Seguía teniendo atravesada en la garganta la intensidad de nuestro cruce de palabras. Comprendí que, aun estando el uno al lado del otro, nos encontrábamos todavía en estadios diferentes. A él le faltaba la…, no sé decirlo, toda esa carga emocional que yo depositaba en cada milímetro de su cartografía. La realidad había hecho que nos cruzáramos, además me había hablado, incluso debió de mirarme a los ojos. Entre aquellas personas, en el mercado, flotaba como una aparición mariana, de hecho no tenía la certeza de que estuviera pisando el suelo adoquinado. Tuve que apuntarlo en mi libreta para no olvidarlo.

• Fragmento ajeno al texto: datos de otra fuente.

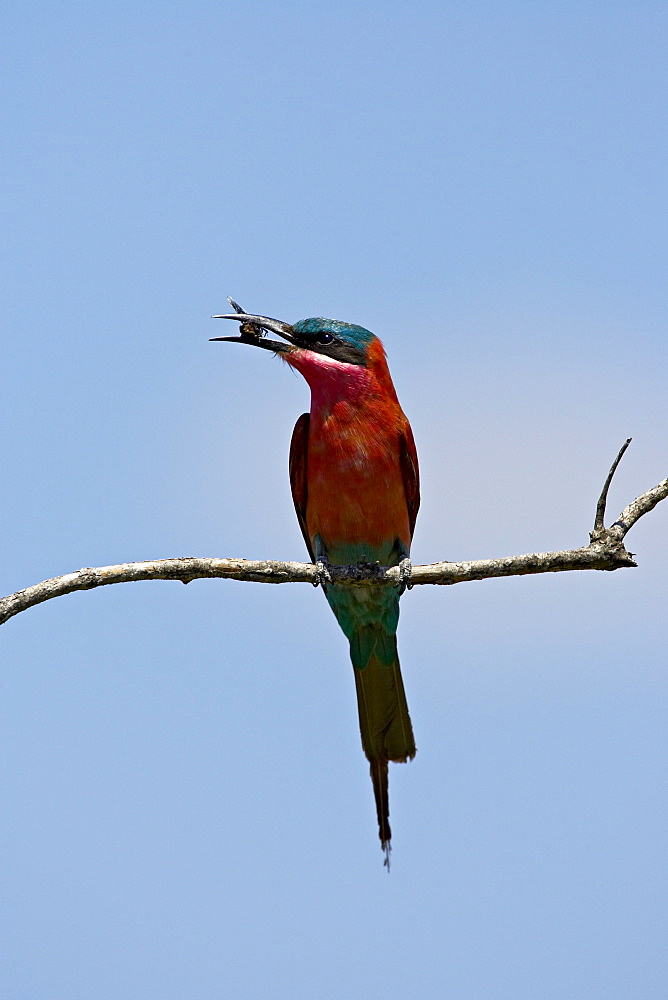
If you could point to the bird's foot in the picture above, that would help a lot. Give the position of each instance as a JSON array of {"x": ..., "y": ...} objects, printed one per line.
[
  {"x": 405, "y": 573},
  {"x": 322, "y": 574}
]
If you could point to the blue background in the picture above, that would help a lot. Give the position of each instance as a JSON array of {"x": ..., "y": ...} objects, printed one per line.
[{"x": 186, "y": 808}]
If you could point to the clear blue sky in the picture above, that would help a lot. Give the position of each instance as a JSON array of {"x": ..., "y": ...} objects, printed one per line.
[{"x": 186, "y": 809}]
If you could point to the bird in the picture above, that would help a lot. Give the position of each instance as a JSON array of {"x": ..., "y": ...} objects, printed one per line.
[{"x": 355, "y": 485}]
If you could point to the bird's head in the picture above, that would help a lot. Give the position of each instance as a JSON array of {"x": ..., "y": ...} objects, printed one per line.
[
  {"x": 336, "y": 359},
  {"x": 343, "y": 342}
]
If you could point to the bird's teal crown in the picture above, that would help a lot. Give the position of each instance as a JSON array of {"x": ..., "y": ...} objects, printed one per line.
[{"x": 356, "y": 336}]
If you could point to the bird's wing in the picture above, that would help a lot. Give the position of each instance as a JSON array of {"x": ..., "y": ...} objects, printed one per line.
[
  {"x": 298, "y": 475},
  {"x": 410, "y": 474}
]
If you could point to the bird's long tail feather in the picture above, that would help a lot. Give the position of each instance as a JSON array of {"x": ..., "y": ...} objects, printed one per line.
[{"x": 385, "y": 725}]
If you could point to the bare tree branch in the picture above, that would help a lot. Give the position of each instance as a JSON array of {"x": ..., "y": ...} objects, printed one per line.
[
  {"x": 605, "y": 552},
  {"x": 603, "y": 499}
]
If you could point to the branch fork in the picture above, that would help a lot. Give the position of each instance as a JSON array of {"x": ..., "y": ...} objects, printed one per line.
[{"x": 605, "y": 551}]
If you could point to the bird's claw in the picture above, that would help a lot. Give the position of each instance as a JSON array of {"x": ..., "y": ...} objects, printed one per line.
[
  {"x": 405, "y": 573},
  {"x": 322, "y": 574}
]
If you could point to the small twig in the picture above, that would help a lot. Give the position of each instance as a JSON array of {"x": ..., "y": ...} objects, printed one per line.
[{"x": 603, "y": 499}]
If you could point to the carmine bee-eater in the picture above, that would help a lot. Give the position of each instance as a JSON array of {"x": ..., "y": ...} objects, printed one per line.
[{"x": 355, "y": 486}]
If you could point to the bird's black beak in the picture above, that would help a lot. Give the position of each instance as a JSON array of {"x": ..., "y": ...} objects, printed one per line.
[{"x": 252, "y": 331}]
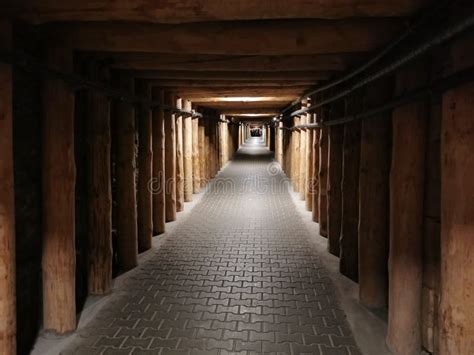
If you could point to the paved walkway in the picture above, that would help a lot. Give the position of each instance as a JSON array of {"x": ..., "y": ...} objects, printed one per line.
[{"x": 238, "y": 275}]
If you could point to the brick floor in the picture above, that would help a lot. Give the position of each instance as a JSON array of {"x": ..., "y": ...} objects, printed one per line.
[{"x": 237, "y": 276}]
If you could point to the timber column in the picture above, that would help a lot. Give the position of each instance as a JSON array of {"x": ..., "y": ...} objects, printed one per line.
[
  {"x": 406, "y": 216},
  {"x": 188, "y": 153},
  {"x": 59, "y": 178},
  {"x": 127, "y": 234},
  {"x": 99, "y": 189},
  {"x": 159, "y": 182},
  {"x": 7, "y": 202},
  {"x": 456, "y": 323},
  {"x": 374, "y": 173},
  {"x": 170, "y": 160}
]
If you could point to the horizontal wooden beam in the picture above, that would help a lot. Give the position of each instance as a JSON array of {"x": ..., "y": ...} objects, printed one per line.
[
  {"x": 230, "y": 83},
  {"x": 181, "y": 11},
  {"x": 232, "y": 75},
  {"x": 241, "y": 38},
  {"x": 203, "y": 62}
]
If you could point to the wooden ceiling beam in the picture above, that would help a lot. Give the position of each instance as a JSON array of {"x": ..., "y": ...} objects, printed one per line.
[
  {"x": 285, "y": 37},
  {"x": 182, "y": 11},
  {"x": 209, "y": 62},
  {"x": 231, "y": 75}
]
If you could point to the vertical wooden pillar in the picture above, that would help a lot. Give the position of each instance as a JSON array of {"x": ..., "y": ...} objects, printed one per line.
[
  {"x": 336, "y": 134},
  {"x": 456, "y": 323},
  {"x": 188, "y": 154},
  {"x": 145, "y": 162},
  {"x": 309, "y": 165},
  {"x": 349, "y": 257},
  {"x": 196, "y": 152},
  {"x": 302, "y": 171},
  {"x": 170, "y": 159},
  {"x": 406, "y": 217},
  {"x": 59, "y": 176},
  {"x": 323, "y": 180},
  {"x": 375, "y": 158},
  {"x": 202, "y": 153},
  {"x": 159, "y": 181},
  {"x": 7, "y": 203},
  {"x": 316, "y": 166},
  {"x": 179, "y": 159},
  {"x": 126, "y": 192},
  {"x": 99, "y": 191}
]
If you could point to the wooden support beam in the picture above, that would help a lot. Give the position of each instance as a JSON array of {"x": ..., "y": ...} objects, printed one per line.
[
  {"x": 145, "y": 166},
  {"x": 349, "y": 257},
  {"x": 7, "y": 202},
  {"x": 99, "y": 189},
  {"x": 202, "y": 153},
  {"x": 127, "y": 233},
  {"x": 302, "y": 165},
  {"x": 179, "y": 159},
  {"x": 295, "y": 37},
  {"x": 375, "y": 158},
  {"x": 196, "y": 156},
  {"x": 203, "y": 62},
  {"x": 309, "y": 165},
  {"x": 334, "y": 194},
  {"x": 406, "y": 216},
  {"x": 159, "y": 181},
  {"x": 188, "y": 153},
  {"x": 38, "y": 11},
  {"x": 59, "y": 177},
  {"x": 457, "y": 214},
  {"x": 245, "y": 75},
  {"x": 170, "y": 159}
]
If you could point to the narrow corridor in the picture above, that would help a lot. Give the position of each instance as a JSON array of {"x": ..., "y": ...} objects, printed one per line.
[{"x": 237, "y": 275}]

Esa misma tarde salí a la calle y bajé hasta el centro de salud a mirarme. Compré de camino gominolas (moras negras) y me las comí en la puerta de la consulta. Era una costumbre de aquellas tardes de cine con mi marido, ahora también estaba viviendo una película y cargué con una bolsa. Mientras saludaba a los que llegaban a la sala de espera fingía que les escuchaba cómo me contaban sus dolores, pero estaba pensando qué hacer con mi nuevo propósito. Me imaginaba invadiendo el piso de Marcos. De proponérmelo, habría sido una gran fabuladora. Tenía una imaginación espumosa. Bette Davis era la portera del edificio de Marcos, me daba varios montones de cartas para el actor y yo me subía por las escaleras agitada. Irma la dulce subía acompañada de su perro y un hombre fibroso. La del segundo era Lauren Bacal, salía en bata para dejar pasar a Humphrey Bogart, que llegaba fumando. La niña de
El piano
bajaba corriendo con una pelota roja que se iba inflando al dar botes en los escalones, vestida extraña como sacada de otra película. Yo me vi clarísimamente entrando en casa de Marcos, con mis llaves, como si fuera la asistenta. Todo lo imaginaba en blanco y negro. Puse sábanas blancas limpias en su cama y abrí las ventanas de su habitación para que se ventilara la estancia, recogí la ropa sucia del suelo y puse una lavadora, dos; ordené los geles y champús del baño y tiré los que estaban casi agotados. Dejé el acondicionador, la espuma de afeitar, las cremas, el colirio y el cepillo con la pasta de dientes en el mismo hueco de la repisa, bajo la lamparita. Perfumé la cama con su colonia y me puse a ordenar el armario replanchando las camisas arrugadas por el desorden y cosiendo alguno de los botones. El cuarto de Marcos se me aparecía algo descuidado y en la mesilla oriental había notas que no quise leer y libros y revistas de moda de meses anteriores. Las llevé al salón y las dejé repartidas en varios montones del revistero; pasé la aspiradora por toda la casa después de ordenar las isla, ahuecar los cojines del sofá y limpiar los ceniceros. Eché más colonia. Solía criticar a las personas que se dejan los ceniceros llenos de colillas y ceniza reseca, pero a Marcos no. Cuando queremos, tenemos que aprender a aceptar al de enfrente. Seguramente en esa casa había invitados cada dos por tres y poco tiempo para organizar su vida. Tan joven. Me probé una de sus camisas al volver a su habitación y sentí, entre el humo de mi fantasía, que lo tenía abrazándome y diciéndome «te quiero mucho» al oído. Al colocarme la camisa sentí la sutil ternura de su juventud envolviéndome como el humo. Me probé también una de sus camisetas y acaricié alguno de sus zapatos de piel, todos negros, y aproveché para limpiarlos a fondo. Al acabar, di una vuelta por la casa y me gustó el resultado. Me senté en su cama y esperé.